Esto se traduce en un promedio de 55 multas diarias, lo que significa que el sistema detecta a un infractor cada 26 minutos. Los dos radares operan en tramos urbanos donde el límite de velocidad establecido es de 50 kilómetros por hora.
Lo cierto es que estos dispositivos no son una novedad como tal en la ciudad. Hasta hace poco, las cabinas de Conxo y de la avenida de O Restollal funcionaban bajo un sistema rotatorio: compartían un único medidor que se iba alternando entre ambas ubicaciones. Sin embargo, el Ayuntamiento ha adquirido e instalado recientemente nuevos cinemómetros fijos, lo que permite que el control de velocidad pase a ser permanente y continuo en el tramo de la SC-20 por Conxo.
Esta nueva ofensiva del Ayuntamiento no hace más que disparar la maquinaria de multas.
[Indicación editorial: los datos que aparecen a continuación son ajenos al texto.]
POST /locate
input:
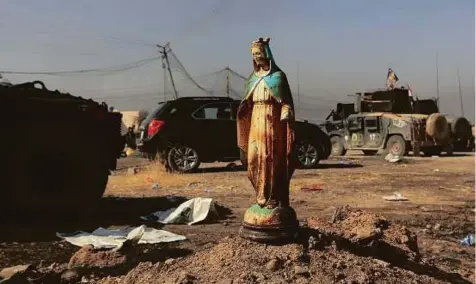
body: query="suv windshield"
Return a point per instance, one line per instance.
(152, 114)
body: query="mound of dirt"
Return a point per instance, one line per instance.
(235, 260)
(355, 247)
(87, 256)
(357, 230)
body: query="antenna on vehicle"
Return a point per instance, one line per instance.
(163, 50)
(460, 93)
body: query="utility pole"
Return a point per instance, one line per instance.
(460, 93)
(228, 83)
(437, 83)
(299, 102)
(163, 50)
(165, 80)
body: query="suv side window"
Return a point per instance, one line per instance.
(214, 111)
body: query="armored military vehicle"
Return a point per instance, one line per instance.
(460, 127)
(384, 120)
(58, 149)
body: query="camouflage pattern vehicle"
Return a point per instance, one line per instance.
(59, 149)
(384, 120)
(460, 127)
(334, 126)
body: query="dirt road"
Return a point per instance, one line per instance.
(440, 208)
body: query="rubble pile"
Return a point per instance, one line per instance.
(353, 247)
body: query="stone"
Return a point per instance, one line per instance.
(300, 270)
(10, 271)
(132, 171)
(272, 265)
(381, 263)
(70, 276)
(169, 261)
(184, 278)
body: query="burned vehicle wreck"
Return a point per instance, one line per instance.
(385, 120)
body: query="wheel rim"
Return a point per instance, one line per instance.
(395, 148)
(307, 154)
(184, 158)
(336, 147)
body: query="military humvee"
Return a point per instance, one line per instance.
(384, 120)
(460, 127)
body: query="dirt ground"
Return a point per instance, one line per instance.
(439, 213)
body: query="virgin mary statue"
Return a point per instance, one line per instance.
(265, 118)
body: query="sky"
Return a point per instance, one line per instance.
(335, 48)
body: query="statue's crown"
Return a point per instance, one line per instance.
(261, 42)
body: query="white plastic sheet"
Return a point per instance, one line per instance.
(115, 238)
(190, 212)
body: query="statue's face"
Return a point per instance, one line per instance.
(259, 55)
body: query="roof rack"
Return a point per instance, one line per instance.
(385, 90)
(206, 98)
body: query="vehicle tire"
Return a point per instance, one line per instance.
(370, 152)
(396, 146)
(326, 147)
(432, 151)
(183, 159)
(307, 154)
(67, 176)
(338, 148)
(437, 127)
(243, 158)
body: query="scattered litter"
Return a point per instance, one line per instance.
(468, 240)
(190, 212)
(171, 198)
(8, 272)
(132, 171)
(231, 166)
(226, 187)
(395, 197)
(130, 152)
(392, 159)
(314, 187)
(115, 238)
(346, 162)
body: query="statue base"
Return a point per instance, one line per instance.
(269, 225)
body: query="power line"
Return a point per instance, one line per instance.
(109, 70)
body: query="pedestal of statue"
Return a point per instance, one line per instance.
(261, 224)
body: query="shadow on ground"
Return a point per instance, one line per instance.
(111, 211)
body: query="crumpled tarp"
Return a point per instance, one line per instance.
(115, 238)
(190, 212)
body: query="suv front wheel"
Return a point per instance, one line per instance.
(307, 155)
(183, 159)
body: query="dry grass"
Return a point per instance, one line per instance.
(142, 183)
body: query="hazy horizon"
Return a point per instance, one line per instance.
(341, 47)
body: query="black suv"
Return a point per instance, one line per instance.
(187, 131)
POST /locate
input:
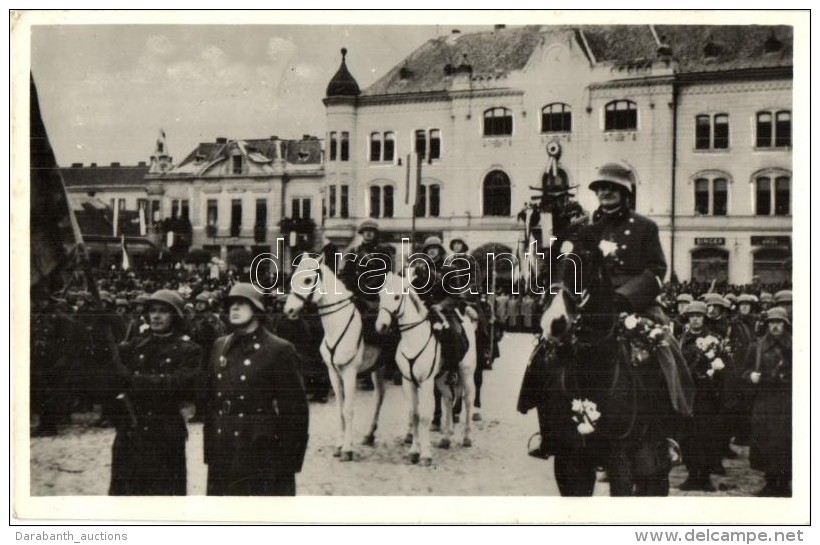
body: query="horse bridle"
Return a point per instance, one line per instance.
(394, 316)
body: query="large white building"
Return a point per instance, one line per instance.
(702, 113)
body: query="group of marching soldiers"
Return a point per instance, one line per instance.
(739, 352)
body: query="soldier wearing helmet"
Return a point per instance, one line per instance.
(256, 426)
(158, 373)
(628, 242)
(769, 374)
(364, 273)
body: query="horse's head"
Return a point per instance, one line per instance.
(391, 301)
(306, 285)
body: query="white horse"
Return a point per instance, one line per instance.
(419, 359)
(343, 348)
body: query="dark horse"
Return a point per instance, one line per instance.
(639, 396)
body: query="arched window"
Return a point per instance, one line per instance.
(556, 117)
(710, 264)
(497, 194)
(498, 122)
(772, 190)
(711, 194)
(621, 115)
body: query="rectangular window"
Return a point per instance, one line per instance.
(388, 201)
(435, 144)
(375, 147)
(702, 197)
(703, 131)
(783, 130)
(435, 200)
(421, 144)
(344, 209)
(344, 152)
(236, 217)
(763, 196)
(781, 196)
(719, 197)
(764, 130)
(375, 201)
(389, 146)
(421, 202)
(211, 215)
(332, 151)
(721, 131)
(261, 213)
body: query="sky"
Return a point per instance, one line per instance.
(107, 90)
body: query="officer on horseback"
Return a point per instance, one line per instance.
(628, 241)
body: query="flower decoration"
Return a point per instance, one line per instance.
(585, 415)
(642, 334)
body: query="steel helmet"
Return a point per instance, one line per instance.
(695, 307)
(246, 291)
(432, 241)
(778, 313)
(614, 173)
(170, 298)
(783, 296)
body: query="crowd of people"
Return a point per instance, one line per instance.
(139, 343)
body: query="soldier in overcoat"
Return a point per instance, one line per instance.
(256, 429)
(158, 373)
(768, 370)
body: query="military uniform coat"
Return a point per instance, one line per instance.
(148, 455)
(771, 445)
(256, 430)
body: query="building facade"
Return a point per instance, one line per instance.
(702, 114)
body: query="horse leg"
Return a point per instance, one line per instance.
(348, 379)
(424, 414)
(446, 410)
(338, 391)
(411, 396)
(379, 390)
(466, 372)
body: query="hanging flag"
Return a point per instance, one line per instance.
(54, 232)
(143, 226)
(126, 262)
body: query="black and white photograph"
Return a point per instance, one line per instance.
(456, 267)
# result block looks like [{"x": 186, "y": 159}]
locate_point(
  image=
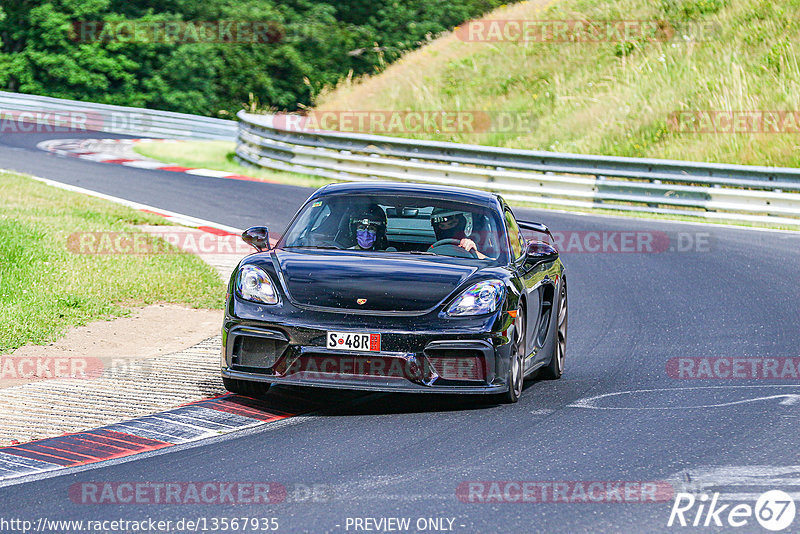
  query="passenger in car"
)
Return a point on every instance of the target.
[
  {"x": 452, "y": 224},
  {"x": 368, "y": 229}
]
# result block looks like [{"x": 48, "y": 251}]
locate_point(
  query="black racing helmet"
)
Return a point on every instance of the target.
[
  {"x": 449, "y": 223},
  {"x": 371, "y": 217}
]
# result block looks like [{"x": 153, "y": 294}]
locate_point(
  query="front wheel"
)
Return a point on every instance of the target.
[
  {"x": 555, "y": 368},
  {"x": 245, "y": 387},
  {"x": 516, "y": 367}
]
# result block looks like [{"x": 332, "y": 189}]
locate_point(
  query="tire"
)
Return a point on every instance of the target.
[
  {"x": 246, "y": 388},
  {"x": 516, "y": 368},
  {"x": 555, "y": 368}
]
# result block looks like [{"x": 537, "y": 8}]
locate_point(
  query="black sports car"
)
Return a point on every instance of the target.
[{"x": 397, "y": 287}]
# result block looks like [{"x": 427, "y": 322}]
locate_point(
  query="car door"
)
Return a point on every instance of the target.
[{"x": 528, "y": 277}]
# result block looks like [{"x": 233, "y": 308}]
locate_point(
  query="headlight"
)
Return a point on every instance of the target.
[
  {"x": 254, "y": 284},
  {"x": 480, "y": 298}
]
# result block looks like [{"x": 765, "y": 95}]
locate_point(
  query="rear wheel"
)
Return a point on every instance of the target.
[
  {"x": 245, "y": 387},
  {"x": 555, "y": 368},
  {"x": 516, "y": 367}
]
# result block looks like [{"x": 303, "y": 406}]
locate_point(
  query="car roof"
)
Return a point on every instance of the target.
[{"x": 474, "y": 196}]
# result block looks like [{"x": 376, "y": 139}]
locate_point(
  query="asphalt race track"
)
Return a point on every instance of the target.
[{"x": 620, "y": 414}]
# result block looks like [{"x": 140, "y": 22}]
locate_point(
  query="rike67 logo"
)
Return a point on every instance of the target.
[{"x": 774, "y": 510}]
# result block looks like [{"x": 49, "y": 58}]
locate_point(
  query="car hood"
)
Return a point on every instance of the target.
[{"x": 342, "y": 279}]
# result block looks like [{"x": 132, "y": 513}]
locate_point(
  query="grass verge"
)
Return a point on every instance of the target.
[{"x": 45, "y": 288}]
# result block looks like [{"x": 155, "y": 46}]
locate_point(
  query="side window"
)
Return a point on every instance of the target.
[{"x": 514, "y": 237}]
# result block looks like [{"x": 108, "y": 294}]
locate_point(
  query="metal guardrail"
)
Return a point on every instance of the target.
[
  {"x": 710, "y": 190},
  {"x": 73, "y": 115}
]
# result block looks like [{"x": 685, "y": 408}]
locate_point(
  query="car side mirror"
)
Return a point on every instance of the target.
[
  {"x": 539, "y": 252},
  {"x": 257, "y": 237}
]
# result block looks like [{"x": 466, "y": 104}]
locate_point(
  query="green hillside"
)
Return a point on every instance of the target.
[{"x": 614, "y": 97}]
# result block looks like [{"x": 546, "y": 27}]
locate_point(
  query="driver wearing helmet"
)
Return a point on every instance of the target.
[
  {"x": 452, "y": 224},
  {"x": 368, "y": 228}
]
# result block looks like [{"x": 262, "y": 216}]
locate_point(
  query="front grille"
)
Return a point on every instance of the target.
[
  {"x": 256, "y": 352},
  {"x": 458, "y": 364}
]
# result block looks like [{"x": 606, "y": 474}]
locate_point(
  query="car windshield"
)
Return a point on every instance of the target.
[{"x": 425, "y": 226}]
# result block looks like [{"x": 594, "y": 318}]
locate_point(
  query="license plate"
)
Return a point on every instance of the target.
[{"x": 351, "y": 341}]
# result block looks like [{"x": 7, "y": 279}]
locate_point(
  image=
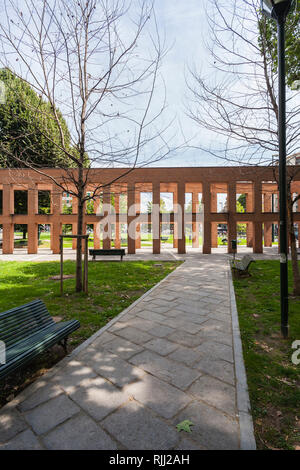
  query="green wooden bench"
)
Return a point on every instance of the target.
[
  {"x": 27, "y": 331},
  {"x": 242, "y": 266},
  {"x": 108, "y": 252}
]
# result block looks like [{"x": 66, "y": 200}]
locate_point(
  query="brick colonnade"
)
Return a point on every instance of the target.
[{"x": 201, "y": 183}]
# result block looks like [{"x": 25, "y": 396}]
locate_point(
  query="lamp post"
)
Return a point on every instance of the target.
[{"x": 279, "y": 9}]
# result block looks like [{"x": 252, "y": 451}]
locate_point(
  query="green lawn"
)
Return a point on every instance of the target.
[
  {"x": 273, "y": 380},
  {"x": 113, "y": 286}
]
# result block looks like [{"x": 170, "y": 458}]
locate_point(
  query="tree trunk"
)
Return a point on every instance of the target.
[
  {"x": 79, "y": 284},
  {"x": 294, "y": 256}
]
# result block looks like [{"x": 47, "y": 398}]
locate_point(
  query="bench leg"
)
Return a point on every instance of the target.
[{"x": 64, "y": 344}]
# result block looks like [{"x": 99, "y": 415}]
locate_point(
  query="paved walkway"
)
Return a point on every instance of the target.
[{"x": 173, "y": 355}]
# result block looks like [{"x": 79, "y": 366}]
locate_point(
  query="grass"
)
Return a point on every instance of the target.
[
  {"x": 113, "y": 286},
  {"x": 273, "y": 380}
]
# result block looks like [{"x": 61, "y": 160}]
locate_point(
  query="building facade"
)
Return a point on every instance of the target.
[{"x": 212, "y": 194}]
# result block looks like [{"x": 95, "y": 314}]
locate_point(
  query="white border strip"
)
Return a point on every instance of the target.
[{"x": 247, "y": 439}]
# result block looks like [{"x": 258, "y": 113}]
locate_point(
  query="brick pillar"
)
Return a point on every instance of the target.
[
  {"x": 249, "y": 227},
  {"x": 130, "y": 218},
  {"x": 257, "y": 226},
  {"x": 195, "y": 225},
  {"x": 106, "y": 213},
  {"x": 268, "y": 225},
  {"x": 214, "y": 234},
  {"x": 175, "y": 230},
  {"x": 8, "y": 227},
  {"x": 96, "y": 227},
  {"x": 74, "y": 225},
  {"x": 32, "y": 227},
  {"x": 206, "y": 225},
  {"x": 249, "y": 232},
  {"x": 214, "y": 201},
  {"x": 117, "y": 224},
  {"x": 181, "y": 223},
  {"x": 56, "y": 207},
  {"x": 155, "y": 217},
  {"x": 232, "y": 235},
  {"x": 138, "y": 226}
]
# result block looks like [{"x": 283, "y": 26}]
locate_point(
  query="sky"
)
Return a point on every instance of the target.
[
  {"x": 183, "y": 26},
  {"x": 183, "y": 22}
]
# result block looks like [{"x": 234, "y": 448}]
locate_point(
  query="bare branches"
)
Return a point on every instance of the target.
[
  {"x": 237, "y": 101},
  {"x": 96, "y": 63}
]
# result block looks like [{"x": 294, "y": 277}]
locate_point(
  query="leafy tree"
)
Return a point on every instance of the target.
[
  {"x": 268, "y": 37},
  {"x": 25, "y": 120}
]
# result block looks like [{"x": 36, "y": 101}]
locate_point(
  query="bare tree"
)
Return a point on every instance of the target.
[
  {"x": 237, "y": 100},
  {"x": 97, "y": 61}
]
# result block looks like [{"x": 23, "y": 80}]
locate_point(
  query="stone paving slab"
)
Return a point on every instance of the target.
[{"x": 167, "y": 358}]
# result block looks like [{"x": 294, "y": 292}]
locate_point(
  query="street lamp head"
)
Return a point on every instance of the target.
[{"x": 277, "y": 9}]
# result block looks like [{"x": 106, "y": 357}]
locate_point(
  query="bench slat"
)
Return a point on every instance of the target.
[
  {"x": 25, "y": 355},
  {"x": 17, "y": 323},
  {"x": 29, "y": 330}
]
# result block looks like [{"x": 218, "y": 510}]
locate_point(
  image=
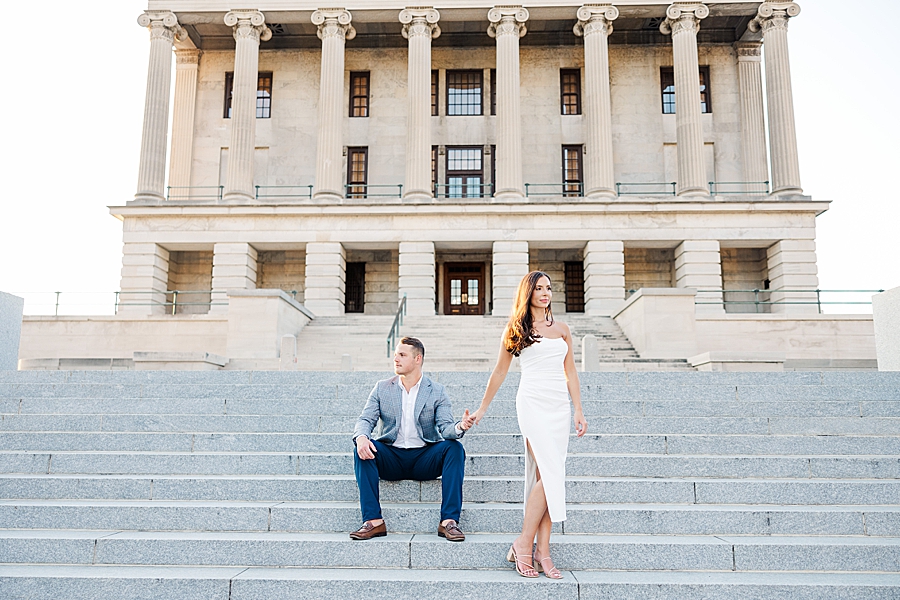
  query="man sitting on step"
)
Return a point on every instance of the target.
[{"x": 418, "y": 441}]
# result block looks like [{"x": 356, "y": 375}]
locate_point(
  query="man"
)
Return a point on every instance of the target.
[{"x": 418, "y": 441}]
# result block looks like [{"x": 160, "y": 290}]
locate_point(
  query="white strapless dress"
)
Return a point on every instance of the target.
[{"x": 543, "y": 409}]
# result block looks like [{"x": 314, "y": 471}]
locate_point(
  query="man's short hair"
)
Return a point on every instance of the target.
[{"x": 417, "y": 345}]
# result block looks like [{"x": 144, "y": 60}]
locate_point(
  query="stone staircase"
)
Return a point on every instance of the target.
[
  {"x": 238, "y": 485},
  {"x": 453, "y": 343}
]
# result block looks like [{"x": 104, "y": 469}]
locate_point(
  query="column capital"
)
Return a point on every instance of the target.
[
  {"x": 507, "y": 20},
  {"x": 162, "y": 25},
  {"x": 684, "y": 16},
  {"x": 248, "y": 24},
  {"x": 334, "y": 22},
  {"x": 420, "y": 21},
  {"x": 774, "y": 15},
  {"x": 595, "y": 18}
]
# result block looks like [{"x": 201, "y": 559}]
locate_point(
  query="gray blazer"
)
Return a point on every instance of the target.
[{"x": 434, "y": 417}]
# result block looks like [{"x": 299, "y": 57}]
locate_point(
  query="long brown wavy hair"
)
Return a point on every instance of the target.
[{"x": 519, "y": 332}]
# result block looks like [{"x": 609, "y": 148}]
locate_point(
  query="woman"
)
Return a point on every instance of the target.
[{"x": 549, "y": 378}]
Bajo el habitual paraguas de la seguridad vial, el Consistorio prevé duplicar este año la recaudación por sanciones de tráfico en la ciudad, con un horizonte estimado de 5,6 millones de euros frente a los 2,8 millones obtenidos en 2024.
Afán recaudatorio
Ese año, las cabinas de Conxo y O Restollal acumularon un total de 10.065 propuestas de sanción. Al año siguiente, el volumen de infracciones detectadas experimentó un crecimiento espectacular del 98,28 %, duplicando los registros previos en apenas doce meses.
El Ayuntamiento de Santiago defiende esta modificación por motivos de «seguridad y operatividad», asegurando que buscan reforzar la vigilancia de la velocidad y de las infracciones de tráfico en los principales puntos de acceso a Santiago. Sin embargo, el considerable aumento de estos dispositivos y otros instalados recientemente en la ciudad, parece responder más al afán recaudatorio, como así reprocha la oposición.
De hecho, el líder del Partido Popular de Santiago, Borja Verea, ha prometido retirar el radar de Conxo si es alcalde en 2027. «Llevamos meses advirtiendo del cambio de modelo de este Gobierno municipal, cada vez más basado en la sanción y en la recaudación. Los datos que vamos conociendo confirman que no estábamos equivocados», señaló.